Fielding miscues glaring in another ugly Orioles loss, their seventh straight

In recent years, the Orioles’ focus on playing strong defense helped them overcome some other weaknesses, like not having power arms or a consistent batting order. But as the Orioles have bottomed out this season, owning baseball’s worst record, the team’s biggest decline might be on defense.

The Orioles committed three errors in their 8-5 loss to the New York Yankees on Saturday, and not only did all three of those errors come in the same inning but came on a string of three consecutive plays in the sixth that allowed the visitors to score two costly runs.


Combine that with other plays that could have been made on defense that the Orioles didn’t convert and it might have been the team’s worst collective defensive performance in a season of struggles in that department. The Orioles (17-41) entered the day ranked last in the majors with minus-51 defensive runs saved, 11 runs behind the next worst team – the Philadelphia Phillies.

“There’s a lot of things that happened in that game, but those are some things that we know have been a challenge,” Orioles manager Buck Showalter said. “Especially against a good team, you can’t do those things. I’ve said many times, you look out at the error column at the end of a game, it usually tells you who won the game. The players are so good at this level, giving them extra outs just seems to always, it may not bite you that inning, but it makes you do a lot of different things. And we had some other things that didn’t show up in the error column, too.”


The Orioles broke a pair of humiliating hexes and scored more than three runs for the first time in a week, but still fell to the Yankees Saturday to see their losing streak extend to seven games.

Center fielder Adam Jones, who was charged with two errors — one fielding and one throwing — in the sixth inning, said there are good defenders on this Orioles team, but collectively this year’s club has given up way more outs on defense than its predecessors.

“Efficiency,” Jones said. “I was telling [pitcher Andrew] Cashner on the bench, individually we’ve got a really good team. Collectively, we haven’t played well together. I think it’s the efficiency. Balls put in play, we usually make the outs. Playing for 27 outs was a main part of our team. Right now, it seems like we’re playing 30-33 outs sometimes, and in the major leagues you can’t allow that. You have to play 27 outs. … We thrived on playing 27 outs, and when you don’t – when any [team] doesn’t in the big leagues – they suffer the consequences of the other teams.”

The Orioles entered Saturday’s sixth inning – which was played through steady rain – trailing 4-2 as Kevin Gausman allowed a pair of early two-run homers.

After Giancarlo Stanton opened the inning with a single, Gary Sánchez hit a ball to shortstop that was a tailor-made double play. Manny Machado made an underhand feed to Jonathan Schoop for the force out at second, but Schoop’s throw sailed high and past Chris Davis at first, allowing Sánchez to reach and move up to second base.

It only got worse from there. Didi Gregorius hit a sinking line drive to center that Jones attempted to field a short-hop, but the ball skipped past him allowing Sánchez to score from second. Gregorius advanced to second on the error to get into scoring position.

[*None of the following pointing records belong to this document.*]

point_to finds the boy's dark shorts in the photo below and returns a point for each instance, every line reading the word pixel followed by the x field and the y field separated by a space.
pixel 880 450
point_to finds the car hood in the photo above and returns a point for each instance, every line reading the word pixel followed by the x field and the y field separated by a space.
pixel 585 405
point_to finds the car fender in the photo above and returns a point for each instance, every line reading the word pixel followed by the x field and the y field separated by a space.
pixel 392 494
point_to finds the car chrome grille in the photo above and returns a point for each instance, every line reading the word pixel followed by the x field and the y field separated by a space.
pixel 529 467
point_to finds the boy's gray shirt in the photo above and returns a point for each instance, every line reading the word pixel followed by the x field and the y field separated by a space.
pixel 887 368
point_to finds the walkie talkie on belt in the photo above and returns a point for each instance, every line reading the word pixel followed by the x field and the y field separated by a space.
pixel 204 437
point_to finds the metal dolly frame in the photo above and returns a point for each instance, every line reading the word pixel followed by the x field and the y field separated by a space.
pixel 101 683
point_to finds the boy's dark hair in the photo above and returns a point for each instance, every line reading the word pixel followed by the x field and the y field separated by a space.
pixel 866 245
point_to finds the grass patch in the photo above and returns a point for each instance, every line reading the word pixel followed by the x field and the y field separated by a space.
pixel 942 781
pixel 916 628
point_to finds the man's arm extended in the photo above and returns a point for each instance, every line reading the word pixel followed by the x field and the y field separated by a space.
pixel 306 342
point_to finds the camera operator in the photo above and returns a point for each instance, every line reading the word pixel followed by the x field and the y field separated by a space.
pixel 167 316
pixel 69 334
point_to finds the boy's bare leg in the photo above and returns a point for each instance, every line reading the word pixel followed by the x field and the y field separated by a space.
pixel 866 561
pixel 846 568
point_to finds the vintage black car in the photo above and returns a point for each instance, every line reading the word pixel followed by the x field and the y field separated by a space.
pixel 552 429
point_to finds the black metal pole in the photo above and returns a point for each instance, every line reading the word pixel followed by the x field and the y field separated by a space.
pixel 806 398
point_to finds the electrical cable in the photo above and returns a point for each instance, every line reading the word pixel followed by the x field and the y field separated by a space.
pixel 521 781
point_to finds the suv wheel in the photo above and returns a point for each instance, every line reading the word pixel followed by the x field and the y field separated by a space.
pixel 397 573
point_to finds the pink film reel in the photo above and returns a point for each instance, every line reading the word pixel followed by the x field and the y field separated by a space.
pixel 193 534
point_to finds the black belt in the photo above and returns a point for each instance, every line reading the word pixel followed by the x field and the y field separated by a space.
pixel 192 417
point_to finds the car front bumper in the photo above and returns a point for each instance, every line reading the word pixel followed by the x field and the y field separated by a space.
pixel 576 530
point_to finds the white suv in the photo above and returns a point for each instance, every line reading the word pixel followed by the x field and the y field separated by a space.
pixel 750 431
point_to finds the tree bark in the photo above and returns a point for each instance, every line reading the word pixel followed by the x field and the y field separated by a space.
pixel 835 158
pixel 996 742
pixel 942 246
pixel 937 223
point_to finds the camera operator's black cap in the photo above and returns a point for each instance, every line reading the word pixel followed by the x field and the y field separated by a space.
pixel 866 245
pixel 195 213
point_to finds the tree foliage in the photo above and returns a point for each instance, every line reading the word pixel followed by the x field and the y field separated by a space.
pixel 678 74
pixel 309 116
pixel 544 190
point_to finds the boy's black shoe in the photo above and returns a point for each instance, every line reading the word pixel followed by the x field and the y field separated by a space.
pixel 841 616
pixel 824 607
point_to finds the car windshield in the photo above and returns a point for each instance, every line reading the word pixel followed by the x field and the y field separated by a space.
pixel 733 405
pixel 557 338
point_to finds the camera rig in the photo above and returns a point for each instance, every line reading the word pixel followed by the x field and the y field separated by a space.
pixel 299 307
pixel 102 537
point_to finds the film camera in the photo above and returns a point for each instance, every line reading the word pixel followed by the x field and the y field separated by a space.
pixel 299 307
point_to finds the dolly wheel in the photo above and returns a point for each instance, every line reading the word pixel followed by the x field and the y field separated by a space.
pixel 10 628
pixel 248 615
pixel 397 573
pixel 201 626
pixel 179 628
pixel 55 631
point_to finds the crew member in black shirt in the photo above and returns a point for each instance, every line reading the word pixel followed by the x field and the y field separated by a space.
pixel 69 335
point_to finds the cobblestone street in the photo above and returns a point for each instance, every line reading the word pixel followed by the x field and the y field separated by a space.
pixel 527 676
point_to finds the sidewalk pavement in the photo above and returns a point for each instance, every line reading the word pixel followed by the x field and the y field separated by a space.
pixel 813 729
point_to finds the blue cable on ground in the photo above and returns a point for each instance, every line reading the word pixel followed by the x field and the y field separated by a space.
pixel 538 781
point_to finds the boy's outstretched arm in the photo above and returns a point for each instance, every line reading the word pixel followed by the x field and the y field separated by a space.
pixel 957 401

Aaron Hicks then hit a bloop single to center that Jones fielded on one hop, but he made a wild throw home that was out of the reach of both Machado and third baseman Danny Valencia to cut off, allowing Hicks to take second while Gregorius scored to give New York a 6-2 lead. That chased a frustrated Gausman.

The throwing error charged to Jones gave Orioles outfielders seven throwing errors this season, which is fourth most in the majors. Orioles outfielders entered Saturday with a majors-worst minus-21 defensive runs saved.

Then there are the plays that weren’t errors that likely could have been made but weren’t and hurt the Orioles.

In the eighth inning, Gregorius hit a slow-rolling ball to the right side that went past Davis, who was playing off the line and just in front of the outfield grass, and into right field. Gregorius’ hit had a hit probability of just 5 percent, the lowest of any base hit on the day and the third lowest of any ball put in play in the game. After the game, Showalter said that Davis didn’t see the ball off the bat.

Gregorius’ hit opened the gates for a two-run inning off reliever Mychal Givens. Gregorius stole second base and scored on Hicks’ single. Miguel Andújar then doubled to score Hicks to give the Yankees an 8-4 lead.

Then Greg Bird doubled to start the ninth, when for the second straight night, Joey Rickard took a bad route on a line drive into right-center field and it sailed over his glove past him.

“It’s tough on pitchers,” Showalter said. “I think I’m more concerned with the plays that don’t show up as errors. Physical errors and stuff like that. … That’s why you get fooled so much with analytics by stuff that doesn’t show up in an error column.”